Bref des candidats chiastiques avec des programmes où on nous prend vraiment, mais alors vraiment pour des cons. Et là, croyez moi, je pèse mes mots.

Enfin de compte, à 17h00, en plein ménage, je me suis décidé. Bon, faut y aller. Histoire de voir ce qu’il s’y passe. Et là je n’ai pas été déçu.

Rappelons-le, nous sommes en état d’urgence, et en toute logique, je pensais voir des policiers partout. Ils n’étaient pas là. Même pas un policier municipal. Même pas un ASVP, vous savez, celui qui se prend pour un flic, et qui emmerde tout le monde en verbalisant les résidents. Une sorte de maquerelle municipale. Et bien rien, pas un chat. Bonjour la sécurité !

Puis j’ai pris quelques bulletins sauf ceux du FN du Maréchal les voilà, du PS des Castagnettes alpines et de l’UMP de l’escroquerie niçoise. Ah non mince, c’est Les Républicains. Mort de rire. Enfin ça change pas grande chose sur le fond.

J’ai regardé les corbeilles pour voir s’il n’y avait aucun danger à l’horizon. La prudence est de rigueur tout de même. Et puis on ne sait jamais, une éventuelle attaque de mouches Tsé Tsé peut surgir de ce silence des urnes. Oui, parce qu’il n’y avait, mais alors vraiment personne.

Ensuite, j’ai hésité entre le vote blanc, le front de gauche avec la crapule Copola et la secte UPR, que je nomme ainsi affectueusement.

Là, l’enfer, un choix digne d’un guérilleros. Je rentre en résistance. 5 min pour choisir, pour réfléchir. Je me sens seul. Bonjour la motivation.

Et puis finalement j’ai fais le choix de ma petite secte UPR, car quelques camarades y figuraient. Et puis avec un peu de chance, ce soir, l’UPR pourra faire sauter le bouchon de champagne et grâce à sa notoriété nationale, elle abandonnera son statut de secte pour devenir l’église asselinienne.

Et là, malheur ! En me rendant à l’urne, une agression. Et pas n’importe laquelle. La seule personne présente dans le bureau est devant moi. Une femme. Elle a marché sur une crotte de chien, probablement sur la route pour se rendre à l’urne. L’odeur est insoutenable. Pensant que le stress y soit pour quelque chose, je me dis qu’il s’agit de mon imagination odorante. Et non ! Un assesseur ouvre sa gueule, et il réveille les fantômes. Il s’exprime à plein poumon, c’est le cas de le dire : « putain, ça sent la merde, quelqu’un à marché sur une crotte de chien ou quoi ?« . Il ne s’agissait donc pas de mon imagination liée à mon stress de guérilleros. Et la nana qui transportait sa crotte avec elle devait se sentir bien seule.

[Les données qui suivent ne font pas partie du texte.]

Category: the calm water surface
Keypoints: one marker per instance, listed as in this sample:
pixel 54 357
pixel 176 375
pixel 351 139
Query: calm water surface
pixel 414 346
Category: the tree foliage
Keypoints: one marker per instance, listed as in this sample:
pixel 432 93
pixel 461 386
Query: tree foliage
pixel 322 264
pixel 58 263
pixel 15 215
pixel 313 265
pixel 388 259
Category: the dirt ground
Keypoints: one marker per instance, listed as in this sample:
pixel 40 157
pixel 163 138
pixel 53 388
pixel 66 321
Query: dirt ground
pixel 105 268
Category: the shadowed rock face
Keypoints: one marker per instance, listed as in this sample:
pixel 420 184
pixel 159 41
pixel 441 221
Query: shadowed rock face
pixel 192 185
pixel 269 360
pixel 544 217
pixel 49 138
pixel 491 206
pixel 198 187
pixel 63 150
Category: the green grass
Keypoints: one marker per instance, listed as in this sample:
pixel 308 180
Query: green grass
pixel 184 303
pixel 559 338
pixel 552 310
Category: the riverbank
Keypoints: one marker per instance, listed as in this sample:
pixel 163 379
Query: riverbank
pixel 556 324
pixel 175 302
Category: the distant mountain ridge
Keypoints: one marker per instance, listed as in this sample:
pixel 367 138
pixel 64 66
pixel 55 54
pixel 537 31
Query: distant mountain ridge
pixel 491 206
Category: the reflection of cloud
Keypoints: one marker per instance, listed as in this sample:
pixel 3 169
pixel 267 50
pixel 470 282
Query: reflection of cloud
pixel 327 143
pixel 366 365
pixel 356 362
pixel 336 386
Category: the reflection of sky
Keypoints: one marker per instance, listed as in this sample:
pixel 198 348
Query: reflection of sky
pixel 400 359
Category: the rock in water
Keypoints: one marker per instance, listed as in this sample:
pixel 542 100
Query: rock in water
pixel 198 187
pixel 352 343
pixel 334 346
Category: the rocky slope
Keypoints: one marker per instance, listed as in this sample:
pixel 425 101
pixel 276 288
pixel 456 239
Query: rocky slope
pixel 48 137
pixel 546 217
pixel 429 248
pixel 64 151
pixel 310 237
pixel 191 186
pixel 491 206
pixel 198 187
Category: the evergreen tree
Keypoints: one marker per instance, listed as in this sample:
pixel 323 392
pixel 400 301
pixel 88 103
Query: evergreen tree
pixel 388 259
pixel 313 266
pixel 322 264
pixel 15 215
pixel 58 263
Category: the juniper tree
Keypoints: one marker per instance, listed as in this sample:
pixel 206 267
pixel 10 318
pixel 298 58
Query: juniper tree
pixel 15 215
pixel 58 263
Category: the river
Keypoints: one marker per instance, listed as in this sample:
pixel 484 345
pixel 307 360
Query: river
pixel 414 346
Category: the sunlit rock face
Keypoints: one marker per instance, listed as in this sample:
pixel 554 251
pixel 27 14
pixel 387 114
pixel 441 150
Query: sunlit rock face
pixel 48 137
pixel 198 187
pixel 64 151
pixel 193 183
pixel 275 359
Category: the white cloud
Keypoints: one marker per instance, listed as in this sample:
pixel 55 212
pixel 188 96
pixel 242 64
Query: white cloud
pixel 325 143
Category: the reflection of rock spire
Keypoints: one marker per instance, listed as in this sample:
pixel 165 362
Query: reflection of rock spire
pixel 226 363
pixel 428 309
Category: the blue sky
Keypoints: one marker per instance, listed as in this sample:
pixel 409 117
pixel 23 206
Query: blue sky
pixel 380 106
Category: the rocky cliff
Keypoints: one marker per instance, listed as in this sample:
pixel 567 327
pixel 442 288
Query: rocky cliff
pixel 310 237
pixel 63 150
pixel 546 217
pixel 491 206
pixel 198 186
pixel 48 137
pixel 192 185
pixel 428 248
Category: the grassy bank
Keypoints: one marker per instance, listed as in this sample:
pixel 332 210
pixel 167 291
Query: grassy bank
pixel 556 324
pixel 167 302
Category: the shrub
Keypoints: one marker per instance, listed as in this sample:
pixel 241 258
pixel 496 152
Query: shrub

Finalement, après ces nombreuses péripéties, j’ai voté. Enfin, pas tout à fait. J’ai attendu au moins deux bonnes minutes le temps qu’on me retrouve sur le fichier électoral. Ils ont sauvé le soldat Gennaro, ils m’ont retrouvé. Ouf, j’ai été soulagé et j’ai voté. Quelle aventure, quel dévouement, quelle résistance… démocratique.

Enfin, tout ça pour ça. La loose, sérieux, comme on dit au quartier. Franchement, déjà je ne comptais pas participer dimanche prochain au festival du front républicain, mais en plus, s’il faut revivre une horreur comme celle là, ça ne sera même pas la peine de compter sur moi, même pour voter blanc.